The whole process started off with a harmless tummy massage and ending with a treatment that treads a fine line between bottom exploitation and physical euphoria. At the hands of a polite and softly spoken therapist, my tummy was massage then I was covered in hot stones and oiled up like an Italian at the beach, before the warmed herbal medicine was administered. Going back to my room and holding it in for an hour as was advised was easier said than done, as this didn’t happen, because, well, gravity is a thing. Walking 200 yards with 150ml of liquid pressing on your bum hole is like walking a tightrope blinded. It involves practice and a will of iron.
The euphoria of the treatment occurred once the ordeal was over. Not only had I flushed out my bowel but felt the full gratitude of my functioning continence. I was exhilarated, confused and elated.
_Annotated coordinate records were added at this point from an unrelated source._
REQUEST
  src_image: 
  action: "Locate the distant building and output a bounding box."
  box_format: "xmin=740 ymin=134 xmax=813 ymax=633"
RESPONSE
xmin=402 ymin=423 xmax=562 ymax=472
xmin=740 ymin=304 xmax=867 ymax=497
The reason I wanted to talk about this, is not to laud my 10 days of relaxation (enema aside) and tell you that they place is magic, it is and it was, but because I realised something whilst I was out there. In moments of contemplation and the calm to look at my mental chatter it reminded me that we are the makers of our own relaxation, just as we are the makers of our own lives our own stress, or own happiness or unhappiness. The only thing our surroundings do is highlight that. We give ourselves permission to relax, sleep, move slow on ‘holiday’ because ‘it’s allowed’ but neglect much of this behaviour in everyday life. When was the last time you meditated or day dreamed for an hour without cause? Or spent a whole afternoon chatting to a stranger, or read a book with the intention of absorbing it, rather than it putting you to sleep?
What this experience did was remind me that ‘busy’ is not ‘happy’. The happiness I am referring to is not pleasure but more of a contented sense of self and progress is obsolete without it.
This all takes work. Work of a gentle, more patient kind. I am the first to admit I find it really hard to invest in self care. But creating the gap between thoughts, to do lists, busy mental chatter is crucial to our quality of life, as well as life productivity. I thank this trip for much of the weird and wonderful topics coming soon on my podcast (‘Down the Rabbit Hole, with Tess Ward’). But, more than anything, I am a little more patient and calm within myself. Apparently I am now more productive, but that part is only incidental.